Gereç ve Yöntemler: Çalışmamıza, Pedodonti Anabilim Dalına başvuran yaşları 28-71 ay arasında değişen erken çocukluk çağı çürüklerine sahip 420 hasta dâhil edilmiştir. Hastaların ağız içi muayeneleri yapılarak, çürük (d), çürük nedeniyle çekilmiş (m), dolgulu (f) dişler (t) değerlendirilmeye alınmıştır. Bu değerlerin; yaş, cinsiyet, doğum ağırlığı, doğum haftası, diş fırçalama sıklıkları, ebeveyn eğitim seviyeleri ile olan ilişkileri incelenmiştir. Elde edilen veriler istatistiksel olarak analiz edilmiştir.

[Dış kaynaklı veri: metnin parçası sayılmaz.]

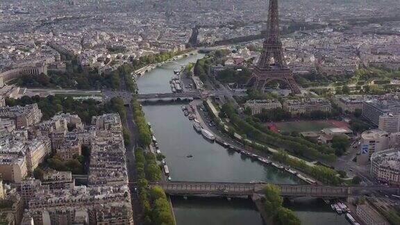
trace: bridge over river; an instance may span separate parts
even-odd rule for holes
[[[200,99],[207,97],[208,93],[200,92],[186,92],[180,93],[159,93],[159,94],[139,94],[138,99],[139,101],[146,101],[149,99]]]
[[[251,196],[262,194],[265,183],[221,182],[160,182],[150,185],[160,185],[171,195]],[[376,191],[399,194],[400,188],[388,186],[330,186],[312,185],[277,185],[283,197],[348,197],[364,195]]]

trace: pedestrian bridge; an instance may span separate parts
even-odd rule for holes
[[[266,183],[221,182],[160,182],[150,185],[160,185],[171,195],[220,195],[250,196],[262,194]],[[374,191],[399,193],[400,188],[386,186],[329,186],[312,185],[276,185],[283,197],[347,197],[363,195]]]

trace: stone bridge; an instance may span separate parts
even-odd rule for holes
[[[138,99],[139,101],[146,101],[149,99],[160,100],[165,99],[200,99],[208,97],[208,94],[200,92],[190,92],[181,93],[160,93],[160,94],[139,94]]]
[[[160,185],[171,195],[250,196],[262,194],[265,183],[220,182],[162,182],[151,183]],[[399,193],[400,188],[387,186],[329,186],[312,185],[276,185],[283,197],[347,197],[363,195],[374,191]]]

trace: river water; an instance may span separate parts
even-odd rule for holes
[[[171,92],[169,81],[174,69],[203,56],[191,56],[146,73],[138,78],[139,93]],[[173,181],[302,183],[290,174],[209,142],[196,133],[181,105],[148,105],[143,110],[166,156]],[[193,157],[188,158],[189,155]],[[248,199],[174,197],[172,205],[178,225],[262,224],[260,214]],[[302,224],[349,224],[344,216],[333,212],[320,199],[297,199],[287,206],[294,210]]]

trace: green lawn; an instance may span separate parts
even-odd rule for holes
[[[333,124],[327,122],[322,121],[299,121],[299,122],[278,122],[275,123],[278,129],[281,132],[292,131],[306,132],[306,131],[316,131],[322,130],[326,128],[335,127]]]

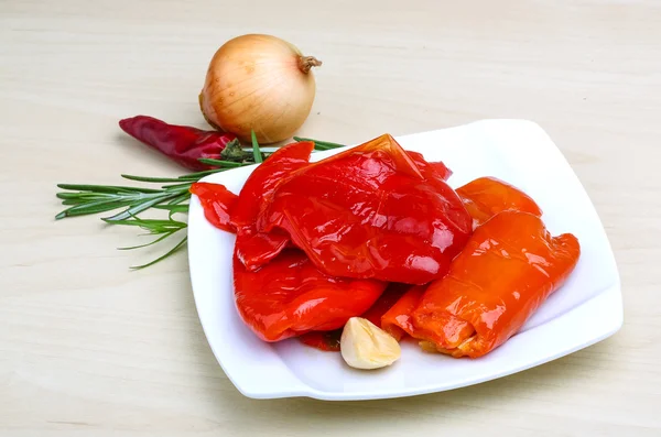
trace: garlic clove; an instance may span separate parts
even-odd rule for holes
[[[362,317],[351,317],[339,340],[342,358],[356,369],[380,369],[395,362],[402,351],[397,340]]]

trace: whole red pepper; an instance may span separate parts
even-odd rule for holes
[[[134,139],[196,172],[213,168],[201,163],[199,159],[220,160],[220,152],[237,139],[234,133],[169,124],[148,116],[120,120],[119,127]]]

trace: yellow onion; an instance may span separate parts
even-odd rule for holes
[[[225,43],[212,59],[199,95],[207,121],[260,143],[290,138],[312,109],[316,85],[311,72],[322,63],[303,56],[279,37],[249,34]]]

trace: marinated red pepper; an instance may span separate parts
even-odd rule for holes
[[[236,253],[252,271],[272,260],[289,243],[284,232],[259,232],[256,220],[266,199],[291,172],[307,165],[314,143],[302,141],[275,151],[246,181],[232,210],[231,222],[237,229]]]
[[[530,196],[496,177],[477,178],[457,188],[457,194],[473,217],[474,227],[509,209],[542,217],[542,210]]]
[[[392,136],[379,136],[292,172],[266,201],[257,229],[286,231],[333,276],[427,283],[447,272],[472,218],[442,177],[424,173]]]
[[[197,182],[191,185],[191,193],[199,198],[204,217],[218,229],[227,232],[236,232],[230,221],[238,196],[220,184]]]
[[[412,313],[411,334],[427,350],[481,357],[519,331],[579,253],[573,234],[551,237],[532,214],[497,214],[476,229],[447,275],[430,284]]]
[[[378,327],[383,327],[381,318],[383,315],[411,288],[410,284],[390,283],[388,288],[375,302],[375,304],[360,317],[368,319]]]
[[[332,331],[312,331],[303,334],[299,339],[303,345],[323,350],[324,352],[339,352],[342,331],[342,329]]]
[[[342,328],[365,313],[387,284],[319,272],[305,253],[285,250],[257,272],[235,256],[236,306],[242,320],[264,341]]]
[[[418,307],[426,285],[410,287],[381,317],[381,328],[398,341],[407,334],[412,336],[415,328],[411,314]]]
[[[237,140],[234,133],[169,124],[148,116],[120,120],[119,127],[134,139],[194,171],[214,168],[201,163],[199,159],[220,160],[220,152]]]

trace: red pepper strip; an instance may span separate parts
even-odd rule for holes
[[[412,336],[415,328],[411,313],[418,307],[426,285],[415,285],[381,317],[381,328],[390,334],[395,340],[401,340],[407,334]]]
[[[530,196],[496,177],[477,178],[457,188],[457,194],[473,217],[474,227],[508,209],[542,217],[542,210]]]
[[[426,162],[421,153],[411,151],[407,151],[407,153],[427,179],[431,177],[440,177],[442,181],[447,181],[449,179],[449,176],[452,176],[452,170],[447,168],[442,162]],[[434,175],[432,172],[436,172],[436,174]]]
[[[227,232],[236,232],[230,222],[230,211],[237,204],[238,196],[220,184],[197,182],[191,185],[191,193],[199,198],[204,217],[216,228]]]
[[[237,256],[248,270],[256,270],[272,260],[289,243],[284,232],[258,232],[256,219],[264,199],[291,172],[308,164],[314,143],[302,141],[285,145],[261,163],[248,177],[232,210],[237,228]]]
[[[375,302],[367,312],[361,314],[360,317],[368,319],[376,326],[381,326],[381,316],[383,316],[383,314],[388,312],[388,309],[390,309],[390,307],[394,305],[409,288],[411,288],[411,285],[409,284],[391,283],[383,294],[379,296],[377,302]],[[342,329],[338,329],[334,331],[307,332],[301,336],[300,340],[306,346],[323,351],[339,351],[340,337]]]
[[[257,272],[235,256],[234,284],[241,318],[264,341],[338,329],[365,313],[387,286],[330,277],[299,250],[283,251]]]
[[[147,116],[120,120],[119,127],[134,139],[193,171],[214,168],[198,160],[220,160],[220,152],[230,141],[237,139],[234,133],[169,124]]]
[[[342,331],[342,329],[334,331],[312,331],[302,335],[299,339],[303,345],[323,350],[324,352],[339,352]]]
[[[333,276],[425,284],[472,232],[456,193],[425,178],[390,135],[293,172],[269,200],[257,229],[285,230]]]
[[[375,304],[360,317],[382,327],[381,317],[411,288],[410,284],[391,283]]]
[[[430,284],[412,314],[412,335],[426,350],[481,357],[519,331],[579,254],[573,234],[551,237],[532,214],[500,212],[476,229],[447,275]]]

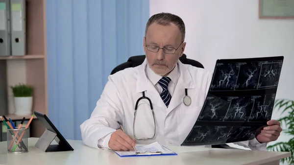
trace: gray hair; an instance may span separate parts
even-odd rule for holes
[[[148,20],[148,22],[146,24],[145,36],[147,34],[148,27],[154,23],[165,26],[174,24],[178,26],[182,33],[182,42],[184,42],[185,41],[186,33],[185,24],[184,24],[183,20],[179,16],[169,13],[161,13],[153,15]]]

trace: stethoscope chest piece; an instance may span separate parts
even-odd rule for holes
[[[185,105],[190,106],[191,104],[191,98],[188,95],[185,95],[183,99],[183,101]]]
[[[184,104],[186,106],[190,106],[191,104],[191,97],[188,95],[188,92],[187,92],[187,88],[185,89],[185,94],[186,95],[183,99],[183,102]]]

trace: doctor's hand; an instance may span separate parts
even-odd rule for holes
[[[121,129],[113,133],[109,139],[108,146],[115,151],[134,151],[136,139],[126,135]]]
[[[269,120],[267,124],[269,125],[264,127],[256,138],[259,142],[269,142],[275,141],[282,132],[281,123],[276,120]]]

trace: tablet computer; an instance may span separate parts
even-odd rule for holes
[[[47,129],[40,137],[39,141],[40,141],[37,142],[38,146],[36,145],[36,147],[45,152],[74,150],[74,148],[58,131],[46,115],[36,111],[34,111],[34,114]],[[54,140],[58,144],[50,144]],[[49,142],[49,143],[47,143]]]

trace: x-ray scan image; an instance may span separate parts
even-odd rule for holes
[[[210,87],[182,145],[250,140],[271,115],[283,56],[217,61]]]

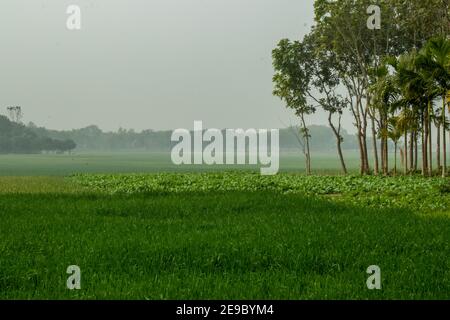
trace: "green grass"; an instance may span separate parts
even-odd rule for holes
[[[290,174],[3,177],[0,299],[449,299],[446,190]],[[366,205],[375,191],[384,204]],[[420,209],[388,201],[429,192]],[[65,287],[72,264],[79,291]],[[366,287],[373,264],[380,291]]]
[[[304,172],[300,153],[281,155],[280,171]],[[352,172],[358,170],[357,153],[347,155]],[[335,153],[314,154],[316,174],[340,172]],[[77,153],[73,155],[0,155],[0,176],[67,176],[75,173],[158,173],[158,172],[220,172],[222,170],[259,170],[258,166],[175,166],[169,153]]]

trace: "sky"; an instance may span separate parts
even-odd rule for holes
[[[309,32],[313,2],[2,0],[0,114],[19,105],[24,122],[58,130],[298,124],[272,95],[271,51]],[[67,29],[69,5],[81,30]]]

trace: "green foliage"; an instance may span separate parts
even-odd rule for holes
[[[140,179],[154,185],[149,176],[103,183]],[[281,181],[256,175],[158,179],[157,188],[179,192],[111,195],[59,178],[0,178],[0,299],[450,298],[448,214],[270,191]],[[244,186],[247,179],[260,185]],[[288,188],[296,181],[280,179]],[[266,191],[194,191],[220,181],[228,190]],[[383,184],[407,192],[390,179],[303,181],[322,194]],[[404,189],[413,181],[419,190],[432,180],[412,179]],[[72,264],[81,267],[79,291],[66,289]],[[373,264],[383,290],[366,288]]]
[[[171,194],[196,192],[275,192],[326,196],[333,201],[373,208],[450,210],[450,196],[440,191],[448,180],[421,176],[274,177],[251,173],[77,175],[74,181],[107,194]],[[331,197],[330,197],[331,196]]]
[[[67,152],[76,148],[70,139],[56,140],[39,135],[23,124],[0,115],[0,154],[31,154],[42,151]]]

Bulgular: Yaşları ortalaması 54.41±10.46 ay olan 195’i kız ve 225’i erkek toplam 420 hasta çalışma grubumuzu oluşturmuştur. Ortalama dmft değeri 8.02±4.20 olarak belirlenmiştir. Erken doğan ve düşük doğum ağırlıklı çocuklar ile zamanında doğan normal doğum ağırlıklı çocuklar arasında ortalama d, dmft, dmfs değerleri bakımından istatistiksel olarak anlamlı ilişki bulunmamıştır (p>0.05). Yaşın artmasıyla birlikte ortalama d değerinin azaldığı, m, f değerlerinin arttığı belirlenirken, yaş ile ortalama f değeri arasında istatistiksel olarak anlamlı ilişki bulunmuştur (p=0.004).
Sonuç: Çalışmamızda, erken doğum ve düşük doğum ağırlığının erken çocukluk çağı çürükleri üzerine etkileri olmadığı görülmesine karşın, geniş örneklem büyüklüğünde doğum haftası ve doğum ağırlığının gruplandırılarak yapılacak olan çalışmaların daha net sonuçlar verebileceği düşünülmektedir. Erken çocukluk çağı çürüklerinin kontrol altına alınabilmesi için hamilelik döneminden başlayarak eğitici ve koruyucu hizmetlere ağırlık verilmesi gerekmektedir.